The Showboat becomes the scene, albeit set in New York, of the final concert in the Altar Boyz’ “Raise the Praise” tour. The five musicians are both squeaky-clean and “street” as they beg the audience to hang with their holy homeboy.
There’s Matthew (Eric Chambliss), Mark (Brian Cowing), Luke (Bello Pizzamenti), Juan (Brian Bowman) and Abraham – “He’s Jewish!” they announce – (Joseph Feldman), who have traveled throughout the tour with their baggage fully intact.
Juan is recovering from being sent away for “exhaustion” while Mark fights his latent attraction for oblivious group leader Matthew. Chambliss plays the role as a hybrid of Ben Stiller and “Saturday Night Live’s” Andy Samberg while Cowing plays Mark as a tortured soul. Bowman masters the accent and has a great delivery while Feldman busts out some legitimate Hebrew dances.

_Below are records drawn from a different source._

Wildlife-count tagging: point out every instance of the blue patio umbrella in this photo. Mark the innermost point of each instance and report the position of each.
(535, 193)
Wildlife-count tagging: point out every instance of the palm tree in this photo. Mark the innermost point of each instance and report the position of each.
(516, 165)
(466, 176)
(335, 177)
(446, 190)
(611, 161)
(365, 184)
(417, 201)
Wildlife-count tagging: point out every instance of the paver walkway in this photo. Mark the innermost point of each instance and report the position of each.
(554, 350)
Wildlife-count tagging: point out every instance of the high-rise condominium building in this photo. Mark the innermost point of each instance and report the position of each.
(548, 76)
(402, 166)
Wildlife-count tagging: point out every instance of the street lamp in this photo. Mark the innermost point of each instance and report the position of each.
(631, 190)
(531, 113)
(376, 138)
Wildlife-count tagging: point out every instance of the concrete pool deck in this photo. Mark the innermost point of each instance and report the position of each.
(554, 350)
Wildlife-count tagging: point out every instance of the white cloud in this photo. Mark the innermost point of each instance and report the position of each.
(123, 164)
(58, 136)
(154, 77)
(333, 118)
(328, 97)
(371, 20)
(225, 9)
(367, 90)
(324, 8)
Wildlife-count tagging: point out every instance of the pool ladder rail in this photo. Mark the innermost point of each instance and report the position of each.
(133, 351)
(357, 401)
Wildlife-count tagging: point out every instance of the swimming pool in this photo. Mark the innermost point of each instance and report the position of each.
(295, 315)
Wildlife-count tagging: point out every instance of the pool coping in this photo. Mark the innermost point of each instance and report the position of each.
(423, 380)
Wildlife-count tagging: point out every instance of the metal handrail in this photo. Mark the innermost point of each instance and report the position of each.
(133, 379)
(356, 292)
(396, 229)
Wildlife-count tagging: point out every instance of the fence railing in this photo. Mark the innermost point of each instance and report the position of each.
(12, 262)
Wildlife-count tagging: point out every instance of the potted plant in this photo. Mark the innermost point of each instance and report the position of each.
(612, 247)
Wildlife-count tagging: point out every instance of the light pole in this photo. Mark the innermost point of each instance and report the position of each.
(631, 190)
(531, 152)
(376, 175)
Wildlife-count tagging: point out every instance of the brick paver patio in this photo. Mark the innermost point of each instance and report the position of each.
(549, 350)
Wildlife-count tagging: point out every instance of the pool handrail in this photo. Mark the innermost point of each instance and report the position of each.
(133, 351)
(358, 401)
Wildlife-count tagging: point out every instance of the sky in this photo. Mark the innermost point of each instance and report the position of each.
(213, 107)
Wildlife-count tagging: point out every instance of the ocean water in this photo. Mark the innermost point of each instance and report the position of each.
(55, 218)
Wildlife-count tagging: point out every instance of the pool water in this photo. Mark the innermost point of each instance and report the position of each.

In the concert-style setting, the Boyz observe a countdown of saved souls in the audience, starting at 100 and bouncing down instead of counting down. The Soul Sensor DX-12 (“by Sony!”) also shows images of what the audience is supposedly thinking, from pastoral scenes to “Seinfeld” episodes to Donald Trump’s hair.
Director-choreographer Patrick Stinson put equal amounts of work and fun into the show. The dance moves are straight-up enough to fit in with any N’Sync, Backstreet Boys or Menudo concert, and the young actors have some solid comedy timing.
Music director Tommy Iafrate takes the five singers through some challenging work, but the accompaniment tracks are often too loud and some undoubtedly funny lyrics were lost.
Since this show runs in repertory with “Nunsense,” your chances are limited to give “Altar Boyz” all the praise it deserves.